Bütün zamanlara inat, gök yüzünde asılı, kafasın kaldırıp, okumak isteyenler için hep aydınlık kaldı sözleri.
Ozanlar ışığın bir parçasıdır der, başka bir ozan. Düşünürken sessizdir, söylerken çığlık çığlığa, yazarken fermanını kendisi taşır boynunda.
Ozanlar zamanla yaşıttır. Öteden beri gelir, geleceğe akar. Bir akarsu gibi akar, bütün izler ışığa çıkar.
Bütün kentlerin sürgünüdürler, kimliksizlerin kimlikleridirler ozanlar. Zamana inat, yaşıttılar içindeki ışıltıyı bütün zamanlara.

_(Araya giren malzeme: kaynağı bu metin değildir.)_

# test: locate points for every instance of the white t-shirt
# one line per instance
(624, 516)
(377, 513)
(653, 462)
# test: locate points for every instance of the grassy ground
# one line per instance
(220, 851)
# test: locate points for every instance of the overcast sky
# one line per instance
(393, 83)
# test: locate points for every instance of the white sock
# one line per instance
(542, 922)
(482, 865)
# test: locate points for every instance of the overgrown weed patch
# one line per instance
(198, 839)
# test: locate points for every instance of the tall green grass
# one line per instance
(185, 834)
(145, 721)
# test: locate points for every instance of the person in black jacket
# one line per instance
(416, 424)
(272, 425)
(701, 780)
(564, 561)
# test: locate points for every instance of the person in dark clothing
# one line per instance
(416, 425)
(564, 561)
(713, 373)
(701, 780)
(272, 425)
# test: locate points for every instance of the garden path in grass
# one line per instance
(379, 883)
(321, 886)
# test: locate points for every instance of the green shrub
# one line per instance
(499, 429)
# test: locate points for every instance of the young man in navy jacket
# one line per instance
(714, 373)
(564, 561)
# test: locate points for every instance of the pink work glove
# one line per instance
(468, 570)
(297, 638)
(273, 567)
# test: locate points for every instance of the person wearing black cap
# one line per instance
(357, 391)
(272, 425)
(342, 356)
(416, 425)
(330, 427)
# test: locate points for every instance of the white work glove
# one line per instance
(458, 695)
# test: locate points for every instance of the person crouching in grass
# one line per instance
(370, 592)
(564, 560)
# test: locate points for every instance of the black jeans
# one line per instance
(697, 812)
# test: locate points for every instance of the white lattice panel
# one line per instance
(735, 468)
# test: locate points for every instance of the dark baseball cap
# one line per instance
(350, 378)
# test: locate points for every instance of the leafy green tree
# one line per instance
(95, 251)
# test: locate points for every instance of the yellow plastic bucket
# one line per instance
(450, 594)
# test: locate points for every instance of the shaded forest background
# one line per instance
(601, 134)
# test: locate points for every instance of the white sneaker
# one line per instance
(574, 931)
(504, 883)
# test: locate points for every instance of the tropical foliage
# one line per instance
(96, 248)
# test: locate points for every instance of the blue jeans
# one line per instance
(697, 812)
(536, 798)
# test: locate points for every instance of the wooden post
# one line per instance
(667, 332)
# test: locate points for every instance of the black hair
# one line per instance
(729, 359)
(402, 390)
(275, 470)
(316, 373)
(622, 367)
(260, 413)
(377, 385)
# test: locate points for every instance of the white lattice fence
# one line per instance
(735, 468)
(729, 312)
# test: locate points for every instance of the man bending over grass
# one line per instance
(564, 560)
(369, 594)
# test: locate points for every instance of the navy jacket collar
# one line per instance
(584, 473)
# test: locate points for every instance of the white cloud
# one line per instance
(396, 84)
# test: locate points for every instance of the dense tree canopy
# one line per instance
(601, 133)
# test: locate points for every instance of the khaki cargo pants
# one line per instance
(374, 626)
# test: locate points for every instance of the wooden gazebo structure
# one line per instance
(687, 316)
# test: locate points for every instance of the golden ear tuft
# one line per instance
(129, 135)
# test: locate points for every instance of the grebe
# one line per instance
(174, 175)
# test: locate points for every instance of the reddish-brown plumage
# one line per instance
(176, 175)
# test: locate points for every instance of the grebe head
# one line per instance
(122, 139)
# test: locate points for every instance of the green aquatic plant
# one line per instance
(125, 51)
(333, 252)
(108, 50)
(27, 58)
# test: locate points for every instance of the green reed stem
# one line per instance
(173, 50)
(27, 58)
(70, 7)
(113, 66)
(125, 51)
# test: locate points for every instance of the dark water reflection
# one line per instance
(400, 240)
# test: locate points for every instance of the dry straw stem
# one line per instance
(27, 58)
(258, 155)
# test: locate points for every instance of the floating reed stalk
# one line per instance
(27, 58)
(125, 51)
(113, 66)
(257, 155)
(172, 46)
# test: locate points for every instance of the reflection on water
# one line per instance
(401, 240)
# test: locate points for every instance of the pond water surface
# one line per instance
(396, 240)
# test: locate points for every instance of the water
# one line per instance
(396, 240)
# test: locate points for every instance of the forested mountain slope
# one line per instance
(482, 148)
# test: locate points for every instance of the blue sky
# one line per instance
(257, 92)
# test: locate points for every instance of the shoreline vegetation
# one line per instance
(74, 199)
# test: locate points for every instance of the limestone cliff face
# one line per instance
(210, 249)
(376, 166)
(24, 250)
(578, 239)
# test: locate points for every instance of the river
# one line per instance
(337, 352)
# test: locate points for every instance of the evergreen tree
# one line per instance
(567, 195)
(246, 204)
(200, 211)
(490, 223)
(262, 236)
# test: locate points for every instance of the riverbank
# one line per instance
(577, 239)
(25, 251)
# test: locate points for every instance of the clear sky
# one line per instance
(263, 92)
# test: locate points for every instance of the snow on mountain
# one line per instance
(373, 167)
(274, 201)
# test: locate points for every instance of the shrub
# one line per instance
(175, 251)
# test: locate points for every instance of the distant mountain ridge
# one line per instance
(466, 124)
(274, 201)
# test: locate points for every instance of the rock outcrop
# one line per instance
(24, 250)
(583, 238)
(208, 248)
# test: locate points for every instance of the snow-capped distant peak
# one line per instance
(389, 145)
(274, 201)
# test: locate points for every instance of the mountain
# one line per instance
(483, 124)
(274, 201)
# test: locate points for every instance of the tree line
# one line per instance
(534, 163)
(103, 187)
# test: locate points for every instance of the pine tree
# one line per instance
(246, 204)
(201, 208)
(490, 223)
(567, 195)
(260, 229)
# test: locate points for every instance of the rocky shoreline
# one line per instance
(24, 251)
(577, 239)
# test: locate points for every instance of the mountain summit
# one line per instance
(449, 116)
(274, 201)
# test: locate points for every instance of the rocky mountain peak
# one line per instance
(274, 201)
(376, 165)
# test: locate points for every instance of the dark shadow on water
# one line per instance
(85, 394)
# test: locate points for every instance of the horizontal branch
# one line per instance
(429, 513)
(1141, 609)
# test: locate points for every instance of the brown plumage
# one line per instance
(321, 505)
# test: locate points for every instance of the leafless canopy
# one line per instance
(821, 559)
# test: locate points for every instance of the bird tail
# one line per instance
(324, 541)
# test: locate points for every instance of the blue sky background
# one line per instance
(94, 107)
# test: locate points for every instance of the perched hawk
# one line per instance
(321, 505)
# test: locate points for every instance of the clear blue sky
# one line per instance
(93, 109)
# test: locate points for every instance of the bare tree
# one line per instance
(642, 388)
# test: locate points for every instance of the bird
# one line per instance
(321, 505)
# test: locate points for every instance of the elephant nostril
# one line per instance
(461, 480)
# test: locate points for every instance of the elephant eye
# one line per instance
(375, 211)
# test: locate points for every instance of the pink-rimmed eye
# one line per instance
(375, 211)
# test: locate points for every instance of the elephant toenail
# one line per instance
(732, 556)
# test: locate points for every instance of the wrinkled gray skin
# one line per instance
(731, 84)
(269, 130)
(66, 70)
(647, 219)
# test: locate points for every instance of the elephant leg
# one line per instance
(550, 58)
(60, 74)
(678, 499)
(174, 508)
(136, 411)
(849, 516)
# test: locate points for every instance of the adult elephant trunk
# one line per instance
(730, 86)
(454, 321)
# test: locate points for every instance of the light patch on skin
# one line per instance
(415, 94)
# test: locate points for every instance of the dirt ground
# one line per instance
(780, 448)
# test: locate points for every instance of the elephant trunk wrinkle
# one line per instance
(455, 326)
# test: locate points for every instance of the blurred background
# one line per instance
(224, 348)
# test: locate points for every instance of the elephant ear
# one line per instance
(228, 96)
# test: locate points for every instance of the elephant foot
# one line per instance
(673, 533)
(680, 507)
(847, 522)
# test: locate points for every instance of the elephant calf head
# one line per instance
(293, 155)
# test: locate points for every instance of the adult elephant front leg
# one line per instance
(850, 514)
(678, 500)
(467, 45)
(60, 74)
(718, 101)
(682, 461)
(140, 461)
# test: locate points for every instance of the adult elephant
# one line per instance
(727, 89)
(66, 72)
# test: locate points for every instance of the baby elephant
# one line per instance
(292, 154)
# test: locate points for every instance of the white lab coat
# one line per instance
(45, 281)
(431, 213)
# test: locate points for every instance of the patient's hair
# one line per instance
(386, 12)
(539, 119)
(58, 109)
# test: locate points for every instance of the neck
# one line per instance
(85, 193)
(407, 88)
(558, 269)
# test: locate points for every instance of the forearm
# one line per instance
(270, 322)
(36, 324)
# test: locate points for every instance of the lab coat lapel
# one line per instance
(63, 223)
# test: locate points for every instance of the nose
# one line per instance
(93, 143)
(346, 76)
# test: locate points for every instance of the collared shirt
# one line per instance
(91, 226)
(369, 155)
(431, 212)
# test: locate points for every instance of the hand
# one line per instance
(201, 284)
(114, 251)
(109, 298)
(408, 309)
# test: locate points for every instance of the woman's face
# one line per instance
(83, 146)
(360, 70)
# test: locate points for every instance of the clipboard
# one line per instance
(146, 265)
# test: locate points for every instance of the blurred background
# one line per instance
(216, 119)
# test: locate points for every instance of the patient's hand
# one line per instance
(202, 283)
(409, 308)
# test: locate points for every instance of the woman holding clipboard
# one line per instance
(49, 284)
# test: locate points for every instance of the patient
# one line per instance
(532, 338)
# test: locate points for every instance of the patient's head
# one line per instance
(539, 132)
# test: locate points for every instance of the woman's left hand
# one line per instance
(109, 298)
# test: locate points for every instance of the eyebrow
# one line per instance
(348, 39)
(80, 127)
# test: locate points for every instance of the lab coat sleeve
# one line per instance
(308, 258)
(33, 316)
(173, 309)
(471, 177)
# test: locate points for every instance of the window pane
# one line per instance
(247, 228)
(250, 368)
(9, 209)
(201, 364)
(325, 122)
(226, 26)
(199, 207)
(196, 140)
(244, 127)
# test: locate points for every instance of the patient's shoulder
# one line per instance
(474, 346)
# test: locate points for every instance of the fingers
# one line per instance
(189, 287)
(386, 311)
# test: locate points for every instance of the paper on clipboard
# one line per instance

Söylenmedi daha bütün sözler, yazılmadı son roman. Dile gelmedi en güzel şiir. Yarınlar gebedir, her doğan günde, yeni bir çığlığa.
Şimdi bütün ışığı topluyor yüreklerine ozanlar, sevgiyi büyütüyorlar durmadan…
Bek yeniden güneş gülümsüyor ve iklim bahara evriliyor.
Şimdi bir dengbej başlar söyleme, güzelleştirmeye başlar dünyayı.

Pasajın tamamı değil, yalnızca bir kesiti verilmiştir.